Gabon : ciments africains, un projet marocain de 40 millions d’euros à Libreville

Gabon : ciments africains, un projet marocain de 40 millions d’euros à Libreville

À Libreville, le Palais Rénovation a été le témoin d’une signature majeure le 20 mai 2026. Lors de cet événement, Anas Sefrioui, président-directeur général de Ciments de l’Afrique (CIMAF), et Brice Clotaire Oligui Nguema, président de la transition gabonaise, ont officialisé un partenariat d’investissement de 40 millions d’euros. Ce financement vise à moderniser l’usine d’Owendo en y ajoutant une troisième ligne de production, une réponse directe à l’essor des besoins en matériaux de construction.

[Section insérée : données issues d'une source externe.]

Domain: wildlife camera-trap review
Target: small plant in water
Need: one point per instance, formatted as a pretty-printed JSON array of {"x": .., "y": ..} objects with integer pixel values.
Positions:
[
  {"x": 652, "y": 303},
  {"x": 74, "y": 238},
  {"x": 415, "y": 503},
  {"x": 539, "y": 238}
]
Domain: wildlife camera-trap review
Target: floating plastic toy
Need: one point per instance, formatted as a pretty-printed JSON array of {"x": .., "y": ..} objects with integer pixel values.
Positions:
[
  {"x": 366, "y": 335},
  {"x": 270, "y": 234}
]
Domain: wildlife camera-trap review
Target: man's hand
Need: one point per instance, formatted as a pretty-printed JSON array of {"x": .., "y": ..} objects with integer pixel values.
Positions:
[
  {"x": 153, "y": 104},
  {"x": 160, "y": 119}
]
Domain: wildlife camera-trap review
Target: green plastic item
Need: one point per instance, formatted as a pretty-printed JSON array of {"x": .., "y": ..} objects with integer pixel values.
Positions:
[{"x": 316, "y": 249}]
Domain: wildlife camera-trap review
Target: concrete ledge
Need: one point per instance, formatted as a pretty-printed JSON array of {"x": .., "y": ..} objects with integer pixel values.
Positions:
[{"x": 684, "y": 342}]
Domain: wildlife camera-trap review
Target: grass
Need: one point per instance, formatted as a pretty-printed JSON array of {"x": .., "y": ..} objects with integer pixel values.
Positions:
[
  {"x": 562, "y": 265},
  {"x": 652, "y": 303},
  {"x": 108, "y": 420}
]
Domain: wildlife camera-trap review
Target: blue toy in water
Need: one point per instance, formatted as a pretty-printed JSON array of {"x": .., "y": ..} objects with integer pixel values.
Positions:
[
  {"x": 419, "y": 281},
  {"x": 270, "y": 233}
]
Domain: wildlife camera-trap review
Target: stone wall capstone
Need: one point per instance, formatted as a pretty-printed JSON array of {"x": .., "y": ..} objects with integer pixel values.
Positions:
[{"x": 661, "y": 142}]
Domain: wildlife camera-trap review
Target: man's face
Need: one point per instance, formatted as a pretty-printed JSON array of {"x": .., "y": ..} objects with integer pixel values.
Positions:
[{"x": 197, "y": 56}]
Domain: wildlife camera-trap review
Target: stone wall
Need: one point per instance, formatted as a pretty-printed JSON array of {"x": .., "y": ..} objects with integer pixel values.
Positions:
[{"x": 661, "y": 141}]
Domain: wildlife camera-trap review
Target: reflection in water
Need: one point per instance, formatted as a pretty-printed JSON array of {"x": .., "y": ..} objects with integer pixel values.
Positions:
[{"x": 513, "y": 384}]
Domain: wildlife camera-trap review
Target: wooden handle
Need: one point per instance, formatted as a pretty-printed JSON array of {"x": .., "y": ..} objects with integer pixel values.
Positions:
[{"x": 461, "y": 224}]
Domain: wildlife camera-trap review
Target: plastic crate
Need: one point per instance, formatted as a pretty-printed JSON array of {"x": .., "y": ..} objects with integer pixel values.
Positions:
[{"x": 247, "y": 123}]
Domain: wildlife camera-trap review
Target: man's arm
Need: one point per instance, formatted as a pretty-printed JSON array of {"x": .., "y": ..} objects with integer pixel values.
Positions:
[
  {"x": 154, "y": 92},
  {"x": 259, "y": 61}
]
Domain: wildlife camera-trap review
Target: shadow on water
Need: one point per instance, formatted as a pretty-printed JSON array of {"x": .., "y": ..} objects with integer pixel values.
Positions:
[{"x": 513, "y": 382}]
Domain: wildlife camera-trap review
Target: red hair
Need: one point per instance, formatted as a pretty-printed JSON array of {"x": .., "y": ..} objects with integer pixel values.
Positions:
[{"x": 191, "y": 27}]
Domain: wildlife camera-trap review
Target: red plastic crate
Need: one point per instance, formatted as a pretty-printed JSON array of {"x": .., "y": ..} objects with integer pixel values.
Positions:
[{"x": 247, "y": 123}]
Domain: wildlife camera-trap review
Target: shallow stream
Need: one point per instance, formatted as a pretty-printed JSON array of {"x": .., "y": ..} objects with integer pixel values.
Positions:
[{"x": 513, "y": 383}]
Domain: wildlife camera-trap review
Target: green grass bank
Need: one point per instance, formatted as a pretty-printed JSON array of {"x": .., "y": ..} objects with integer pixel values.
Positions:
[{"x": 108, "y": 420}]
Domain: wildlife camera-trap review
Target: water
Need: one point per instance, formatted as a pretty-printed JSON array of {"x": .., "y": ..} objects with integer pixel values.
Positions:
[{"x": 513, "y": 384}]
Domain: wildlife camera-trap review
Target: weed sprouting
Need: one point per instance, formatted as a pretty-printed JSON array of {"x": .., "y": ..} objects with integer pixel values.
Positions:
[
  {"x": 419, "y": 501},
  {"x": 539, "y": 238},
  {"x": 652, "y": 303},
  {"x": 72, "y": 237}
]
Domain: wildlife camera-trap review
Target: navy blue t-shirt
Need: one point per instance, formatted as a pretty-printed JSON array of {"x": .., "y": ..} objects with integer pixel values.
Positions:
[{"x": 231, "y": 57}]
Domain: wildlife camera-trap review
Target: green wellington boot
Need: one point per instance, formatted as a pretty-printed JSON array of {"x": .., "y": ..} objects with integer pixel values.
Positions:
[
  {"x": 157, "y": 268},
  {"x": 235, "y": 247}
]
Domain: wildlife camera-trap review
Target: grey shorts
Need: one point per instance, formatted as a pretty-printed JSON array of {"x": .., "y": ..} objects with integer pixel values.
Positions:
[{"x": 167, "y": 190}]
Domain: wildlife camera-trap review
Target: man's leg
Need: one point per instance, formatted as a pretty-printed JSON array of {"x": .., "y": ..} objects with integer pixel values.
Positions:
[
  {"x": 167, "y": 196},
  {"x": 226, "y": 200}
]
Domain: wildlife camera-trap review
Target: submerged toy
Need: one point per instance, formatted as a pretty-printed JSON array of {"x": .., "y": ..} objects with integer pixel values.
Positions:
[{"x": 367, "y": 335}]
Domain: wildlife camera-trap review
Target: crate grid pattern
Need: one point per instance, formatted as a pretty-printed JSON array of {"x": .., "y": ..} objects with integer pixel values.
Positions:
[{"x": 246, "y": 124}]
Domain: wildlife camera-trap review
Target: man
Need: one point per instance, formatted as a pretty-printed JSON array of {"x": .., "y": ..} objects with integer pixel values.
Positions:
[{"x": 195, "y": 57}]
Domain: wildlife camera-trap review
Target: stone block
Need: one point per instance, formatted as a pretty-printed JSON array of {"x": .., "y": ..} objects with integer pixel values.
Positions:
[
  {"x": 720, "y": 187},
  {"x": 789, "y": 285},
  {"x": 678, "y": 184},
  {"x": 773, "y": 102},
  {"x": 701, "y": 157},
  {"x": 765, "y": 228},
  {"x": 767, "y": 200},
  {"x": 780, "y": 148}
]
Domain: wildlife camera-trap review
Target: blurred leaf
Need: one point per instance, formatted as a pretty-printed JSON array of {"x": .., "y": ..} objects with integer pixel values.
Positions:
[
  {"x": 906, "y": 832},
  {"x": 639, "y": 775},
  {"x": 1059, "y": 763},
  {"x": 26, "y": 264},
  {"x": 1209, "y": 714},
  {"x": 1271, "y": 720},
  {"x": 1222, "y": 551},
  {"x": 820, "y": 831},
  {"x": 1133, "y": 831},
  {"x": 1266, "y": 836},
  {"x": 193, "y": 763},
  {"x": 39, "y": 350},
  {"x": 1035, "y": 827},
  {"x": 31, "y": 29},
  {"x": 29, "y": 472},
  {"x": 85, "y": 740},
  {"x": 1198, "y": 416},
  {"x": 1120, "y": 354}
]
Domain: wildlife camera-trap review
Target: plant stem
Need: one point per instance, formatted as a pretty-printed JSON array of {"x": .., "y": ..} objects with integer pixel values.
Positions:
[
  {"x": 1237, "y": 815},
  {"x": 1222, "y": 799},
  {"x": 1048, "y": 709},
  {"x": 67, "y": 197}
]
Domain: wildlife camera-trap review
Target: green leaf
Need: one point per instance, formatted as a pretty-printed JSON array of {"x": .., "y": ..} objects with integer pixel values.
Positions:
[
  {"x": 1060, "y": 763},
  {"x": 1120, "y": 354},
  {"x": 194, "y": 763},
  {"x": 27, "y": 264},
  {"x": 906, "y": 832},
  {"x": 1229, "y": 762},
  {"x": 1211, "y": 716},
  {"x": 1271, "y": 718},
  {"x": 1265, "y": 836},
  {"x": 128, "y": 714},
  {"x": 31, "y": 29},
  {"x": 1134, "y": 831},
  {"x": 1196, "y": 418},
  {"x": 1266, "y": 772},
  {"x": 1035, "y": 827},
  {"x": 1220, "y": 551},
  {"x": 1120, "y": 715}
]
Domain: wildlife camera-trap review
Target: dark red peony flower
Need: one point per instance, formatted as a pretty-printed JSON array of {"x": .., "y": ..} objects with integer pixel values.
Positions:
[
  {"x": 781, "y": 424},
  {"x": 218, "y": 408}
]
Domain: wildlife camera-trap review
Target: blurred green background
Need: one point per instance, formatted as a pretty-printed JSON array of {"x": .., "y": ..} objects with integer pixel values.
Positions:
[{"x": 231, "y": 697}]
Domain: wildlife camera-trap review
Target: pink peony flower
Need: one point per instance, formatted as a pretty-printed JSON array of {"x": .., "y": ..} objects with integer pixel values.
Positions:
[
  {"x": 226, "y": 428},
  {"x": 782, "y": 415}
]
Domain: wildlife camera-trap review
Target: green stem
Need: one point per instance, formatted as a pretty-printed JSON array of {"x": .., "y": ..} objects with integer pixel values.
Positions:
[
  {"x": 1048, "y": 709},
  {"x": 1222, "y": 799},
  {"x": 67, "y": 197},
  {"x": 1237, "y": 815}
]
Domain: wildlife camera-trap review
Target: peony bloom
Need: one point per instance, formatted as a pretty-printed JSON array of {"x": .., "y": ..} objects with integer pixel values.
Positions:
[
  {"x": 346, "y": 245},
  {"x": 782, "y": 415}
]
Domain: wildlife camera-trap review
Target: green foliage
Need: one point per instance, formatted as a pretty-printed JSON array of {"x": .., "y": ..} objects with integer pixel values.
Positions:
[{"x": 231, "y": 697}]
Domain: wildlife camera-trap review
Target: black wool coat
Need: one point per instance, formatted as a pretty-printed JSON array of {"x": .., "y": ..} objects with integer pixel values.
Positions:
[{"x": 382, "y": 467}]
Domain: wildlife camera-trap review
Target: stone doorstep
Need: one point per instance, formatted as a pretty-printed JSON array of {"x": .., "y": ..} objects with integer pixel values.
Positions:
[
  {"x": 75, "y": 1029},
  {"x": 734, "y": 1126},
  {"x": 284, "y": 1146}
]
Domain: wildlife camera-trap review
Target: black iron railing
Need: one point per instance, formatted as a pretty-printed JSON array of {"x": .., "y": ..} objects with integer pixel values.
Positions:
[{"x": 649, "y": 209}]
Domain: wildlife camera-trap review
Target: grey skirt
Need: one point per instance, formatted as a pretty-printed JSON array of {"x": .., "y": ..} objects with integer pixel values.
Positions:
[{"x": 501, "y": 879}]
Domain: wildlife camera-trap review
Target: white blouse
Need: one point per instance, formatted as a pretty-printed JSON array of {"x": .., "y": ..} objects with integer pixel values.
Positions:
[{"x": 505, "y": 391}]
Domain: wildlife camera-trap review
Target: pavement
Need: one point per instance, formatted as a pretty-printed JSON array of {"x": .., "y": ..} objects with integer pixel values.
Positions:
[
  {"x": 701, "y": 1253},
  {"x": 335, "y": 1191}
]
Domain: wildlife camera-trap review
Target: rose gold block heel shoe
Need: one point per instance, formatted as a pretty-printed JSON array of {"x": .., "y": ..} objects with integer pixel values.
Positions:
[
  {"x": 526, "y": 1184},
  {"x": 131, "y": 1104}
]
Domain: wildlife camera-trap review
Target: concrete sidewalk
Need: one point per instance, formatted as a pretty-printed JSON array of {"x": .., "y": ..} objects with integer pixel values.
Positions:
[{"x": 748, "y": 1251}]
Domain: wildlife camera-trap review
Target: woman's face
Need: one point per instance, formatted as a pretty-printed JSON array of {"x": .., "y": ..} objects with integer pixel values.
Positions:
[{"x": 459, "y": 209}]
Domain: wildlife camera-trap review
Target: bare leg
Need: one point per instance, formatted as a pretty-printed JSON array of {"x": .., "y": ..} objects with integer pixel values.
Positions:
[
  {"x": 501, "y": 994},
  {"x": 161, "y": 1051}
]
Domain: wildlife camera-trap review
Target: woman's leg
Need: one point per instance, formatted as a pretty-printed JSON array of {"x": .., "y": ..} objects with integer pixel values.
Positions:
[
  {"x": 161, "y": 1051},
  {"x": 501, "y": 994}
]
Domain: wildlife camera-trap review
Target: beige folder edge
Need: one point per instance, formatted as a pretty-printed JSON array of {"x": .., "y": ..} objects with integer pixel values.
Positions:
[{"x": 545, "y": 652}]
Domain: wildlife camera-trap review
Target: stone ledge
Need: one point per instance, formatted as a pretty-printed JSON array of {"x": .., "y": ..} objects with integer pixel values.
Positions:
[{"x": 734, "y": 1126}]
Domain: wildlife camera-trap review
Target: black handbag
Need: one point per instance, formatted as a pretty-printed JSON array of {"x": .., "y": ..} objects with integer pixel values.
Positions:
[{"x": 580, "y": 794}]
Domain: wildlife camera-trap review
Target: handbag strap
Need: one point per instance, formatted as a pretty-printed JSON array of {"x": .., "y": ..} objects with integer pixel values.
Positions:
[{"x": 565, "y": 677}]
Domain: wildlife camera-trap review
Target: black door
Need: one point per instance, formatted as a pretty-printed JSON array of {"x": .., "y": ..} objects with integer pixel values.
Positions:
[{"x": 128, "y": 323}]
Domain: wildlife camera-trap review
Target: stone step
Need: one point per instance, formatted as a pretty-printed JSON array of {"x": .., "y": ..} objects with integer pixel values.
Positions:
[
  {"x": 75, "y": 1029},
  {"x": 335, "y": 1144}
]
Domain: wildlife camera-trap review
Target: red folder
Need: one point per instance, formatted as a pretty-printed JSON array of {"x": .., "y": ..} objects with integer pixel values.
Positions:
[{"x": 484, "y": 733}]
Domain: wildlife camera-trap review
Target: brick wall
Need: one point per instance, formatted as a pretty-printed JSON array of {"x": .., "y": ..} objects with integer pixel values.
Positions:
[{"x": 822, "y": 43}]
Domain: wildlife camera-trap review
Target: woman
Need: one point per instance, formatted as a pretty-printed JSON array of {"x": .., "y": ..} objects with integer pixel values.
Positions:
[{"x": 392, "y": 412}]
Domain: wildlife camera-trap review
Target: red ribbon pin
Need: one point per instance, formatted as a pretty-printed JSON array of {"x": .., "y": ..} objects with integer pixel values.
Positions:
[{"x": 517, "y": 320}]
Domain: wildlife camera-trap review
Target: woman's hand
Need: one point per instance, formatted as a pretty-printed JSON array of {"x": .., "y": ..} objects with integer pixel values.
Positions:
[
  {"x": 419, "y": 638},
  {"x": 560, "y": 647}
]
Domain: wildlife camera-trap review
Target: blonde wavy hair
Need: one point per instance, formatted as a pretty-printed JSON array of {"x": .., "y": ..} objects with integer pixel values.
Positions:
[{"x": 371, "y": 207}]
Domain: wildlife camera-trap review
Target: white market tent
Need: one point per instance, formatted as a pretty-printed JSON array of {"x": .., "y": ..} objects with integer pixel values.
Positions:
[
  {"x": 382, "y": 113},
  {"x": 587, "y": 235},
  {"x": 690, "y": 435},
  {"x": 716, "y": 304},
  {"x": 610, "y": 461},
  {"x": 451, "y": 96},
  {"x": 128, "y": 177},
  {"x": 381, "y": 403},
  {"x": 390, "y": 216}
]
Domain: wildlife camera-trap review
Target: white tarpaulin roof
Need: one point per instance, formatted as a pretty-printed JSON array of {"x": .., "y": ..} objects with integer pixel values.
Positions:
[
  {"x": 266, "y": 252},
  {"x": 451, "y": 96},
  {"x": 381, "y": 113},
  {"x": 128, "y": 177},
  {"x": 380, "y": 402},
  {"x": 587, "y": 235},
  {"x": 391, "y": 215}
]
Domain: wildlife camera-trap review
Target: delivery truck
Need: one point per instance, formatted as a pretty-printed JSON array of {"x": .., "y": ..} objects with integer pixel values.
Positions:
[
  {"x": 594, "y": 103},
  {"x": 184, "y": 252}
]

Cette collaboration ne se limite pas à l’aspect industriel. Le gouvernement gabonais confirme sa volonté de renforcer sa présence au capital de la filiale locale, portant sa participation à 20%. Une montée en puissance significative, après une première prise de participation de 10% en décembre 2025. Cette stratégie, alignée sur une politique économique lancée en août 2023, cherche à transformer les investissements étrangers en opportunités de copropriété nationale, garantissant ainsi un contrôle accru sur les décisions stratégiques.

Pour CIMAF, cet accord s’inscrit dans une réorientation stratégique globale. Le groupe, dirigé par Anas Sefrioui, accélère son désengagement du marché européen, comme en témoigne la récente cession de sa dernière cimenterie en France. Face à un marché saturé et concurrentiel, le cimentier marocain mise désormais sur l’Afrique, où la demande en infrastructures (routes, logements, ponts) reste en pleine expansion.

Cette initiative illustre également l’évolution des stratégies économiques du Maroc en Afrique centrale. Longtemps focalisés sur l’Afrique de l’Ouest, les groupes privés marocains étendent désormais leur influence vers des secteurs industriels clés en Afrique centrale. Pour le Gabon, dont l’économie dépend traditionnellement des revenus pétroliers, ce partenariat public-privé représente une étape décisive vers la diversification industrielle. Il combine capitaux privés marocains, encadrement public gabonais et intégration régionale, ouvrant ainsi la voie à un modèle économique innovant pour le pays.